Ancient reliefs adorn Yeh Pulu, a humble but historically significant temple hidden in the dark countryside. Deep in the lonely stream of Gianyar, these ancient stone carvings give us a peek into Bali from centuries ago.
Just east of Ubud is the historically rich village of Bedulu, in the Blahbatuh area of Gianyar. The most famous archaeological site is Goa Gajah, it is also host to other historical sites of interest, including one of Bali’s oldest temples, Pura Samuan Tiga; and nearby is an archeology museum called the Gedong Ark.
Relatively far from the tracks, Yeh Pulu is found in a valley sandwiched between the Petanu and Pakerisan rivers, deep in the rice fields and hidden under an embankment. Its secret location explains why it was only rediscovered in 1925 by the the courtier of Ubud (a district commander serving under the king), who then shared his message with the Dutch artist, WOJ Nieuwenkamp. It was only much later, in 1929, when the area was properly excavated by the Dutch archaeological bureau, that the meaning of Yeh Pulu was revealed.
25-meter long and 2-meter high reliefs, carved deep into the bank walls, with clear images of human activity and daily life. But these carvings were unlike any other style seen in Bali, and so its origin and age have become quite a mystery.
The images that scroll down to the right have those quality in shadow, the shape of the length (x-axis) of the relief. However, they are distinguished: natural and lively, faces and bodies round and proportioned. A regular style in an alleyway would have flat and two-dimensional, supernatural depictions of it. What caused much speculation about the discovery, who carved this and when?
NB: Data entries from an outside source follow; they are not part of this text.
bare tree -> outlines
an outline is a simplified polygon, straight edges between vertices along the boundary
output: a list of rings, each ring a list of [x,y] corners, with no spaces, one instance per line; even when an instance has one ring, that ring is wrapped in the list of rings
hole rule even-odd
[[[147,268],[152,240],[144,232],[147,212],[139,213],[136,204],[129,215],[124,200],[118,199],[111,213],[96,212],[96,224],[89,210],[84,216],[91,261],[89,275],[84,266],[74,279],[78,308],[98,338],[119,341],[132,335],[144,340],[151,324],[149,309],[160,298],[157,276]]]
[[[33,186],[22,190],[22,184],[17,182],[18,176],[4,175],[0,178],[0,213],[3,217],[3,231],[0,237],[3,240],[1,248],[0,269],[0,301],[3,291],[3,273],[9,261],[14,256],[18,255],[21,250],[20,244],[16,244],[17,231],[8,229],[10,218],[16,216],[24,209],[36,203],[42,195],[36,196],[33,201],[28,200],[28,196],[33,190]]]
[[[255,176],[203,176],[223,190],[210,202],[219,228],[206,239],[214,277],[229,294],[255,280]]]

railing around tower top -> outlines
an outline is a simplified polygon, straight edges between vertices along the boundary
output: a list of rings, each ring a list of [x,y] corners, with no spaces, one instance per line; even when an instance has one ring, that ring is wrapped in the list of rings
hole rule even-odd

Nine scenes apparently showing the mundane activities of everyday life: a boy saluting, two carrying a wild boar, one from a wild boar, the other from a horse; a woman kneeling, another ‘tuak’ (palm) wine in ceramic vessels, another carrying a garden hoe. The last figure is Ganesha, but with only two arms. Another theory posits a remedy that tells the story of the Hindu epic Krishna.
Decades later, more studies were done, and carvings with temples in central and eastern Java (eg Candi Penataran, East Java), filtering it down to the ‘Old Javanese Period’, and finally to the end of the Majapahit Empire. Yeh Pulu enjoyed this between the 14th and 15th centuries. But why such a distinct style? Research presents carvings made by non-palace engravers, explaining the rarity and life-likeness of the images; so it is believed that the Reruns were the hermits themselves who carved the face of this single rock centuries ago.
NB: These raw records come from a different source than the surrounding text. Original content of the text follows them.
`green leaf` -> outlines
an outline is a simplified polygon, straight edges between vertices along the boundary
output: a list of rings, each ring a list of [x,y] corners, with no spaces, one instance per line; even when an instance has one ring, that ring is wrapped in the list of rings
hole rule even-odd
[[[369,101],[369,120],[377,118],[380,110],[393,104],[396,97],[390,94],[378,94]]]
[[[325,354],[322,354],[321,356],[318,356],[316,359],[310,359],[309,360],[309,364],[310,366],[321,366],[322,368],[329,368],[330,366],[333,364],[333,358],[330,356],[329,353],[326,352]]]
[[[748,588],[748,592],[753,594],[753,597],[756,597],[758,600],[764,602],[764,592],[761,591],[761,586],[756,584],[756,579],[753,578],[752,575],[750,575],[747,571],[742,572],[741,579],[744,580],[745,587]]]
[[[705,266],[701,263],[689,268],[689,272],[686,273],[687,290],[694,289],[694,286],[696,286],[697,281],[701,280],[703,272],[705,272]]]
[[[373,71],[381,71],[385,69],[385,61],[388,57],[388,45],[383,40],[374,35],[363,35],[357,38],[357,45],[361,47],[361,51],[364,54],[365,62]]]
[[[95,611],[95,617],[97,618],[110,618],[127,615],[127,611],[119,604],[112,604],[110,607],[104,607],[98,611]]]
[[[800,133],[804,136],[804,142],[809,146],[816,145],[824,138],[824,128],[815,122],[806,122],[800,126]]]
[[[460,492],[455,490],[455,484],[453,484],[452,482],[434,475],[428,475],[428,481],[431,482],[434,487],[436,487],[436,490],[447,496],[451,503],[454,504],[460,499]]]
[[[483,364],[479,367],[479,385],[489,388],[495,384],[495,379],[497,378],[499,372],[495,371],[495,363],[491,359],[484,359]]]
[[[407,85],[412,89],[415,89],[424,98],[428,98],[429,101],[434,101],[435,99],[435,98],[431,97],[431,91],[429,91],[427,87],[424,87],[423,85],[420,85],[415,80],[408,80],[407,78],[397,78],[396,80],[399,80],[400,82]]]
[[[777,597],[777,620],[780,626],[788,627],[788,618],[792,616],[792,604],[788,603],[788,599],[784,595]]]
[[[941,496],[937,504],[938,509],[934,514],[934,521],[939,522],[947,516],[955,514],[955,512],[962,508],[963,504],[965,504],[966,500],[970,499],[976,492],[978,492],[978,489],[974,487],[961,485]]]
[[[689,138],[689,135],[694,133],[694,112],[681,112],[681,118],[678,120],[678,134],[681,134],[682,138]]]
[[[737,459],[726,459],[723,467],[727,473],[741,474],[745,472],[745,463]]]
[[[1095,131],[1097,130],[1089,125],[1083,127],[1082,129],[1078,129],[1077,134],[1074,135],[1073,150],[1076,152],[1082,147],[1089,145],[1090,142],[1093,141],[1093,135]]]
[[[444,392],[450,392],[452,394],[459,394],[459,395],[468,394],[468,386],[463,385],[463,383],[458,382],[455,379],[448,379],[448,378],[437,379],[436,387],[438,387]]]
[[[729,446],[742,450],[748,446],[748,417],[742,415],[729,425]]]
Certainly in this sense, as in the last engraving, the rocks are found to be hollowed out into a place of meditation; Mount Kawi. This place is holy, the temple is a holy spring, which is explained by its name: Yeh Pulu, meaning water and a vessel respectively, and the holy spring of the lake is found next to three pillows placed at the end of the temple complex. before it opens beyond the banks.
This is by no means a large temple complex: Yeh Pulu gives visitors a mere 25-meter corridor to visit. However, to see these life-like toreumatas in person – especially in a serene and rural environment – ignites the imagination of what this year might have been like here 600 years. A runner may be there when you visit the temple, offering you blessing water (for a donation), and inviting you to the life of the ascetics and hermits who visited this ancient place.
The locally owned “Yeh Pulu Cafe” near the entrance is a good place for some refreshments while enjoying the views of the surrounding rice fields. Because Yeh Pulu is going to be a quick visit, it’s suggested that you also include other places nearby to make this trip worth it. Entrance fees: IDR 30,000 for international tourists, IDR 20,000 for domestic tourists.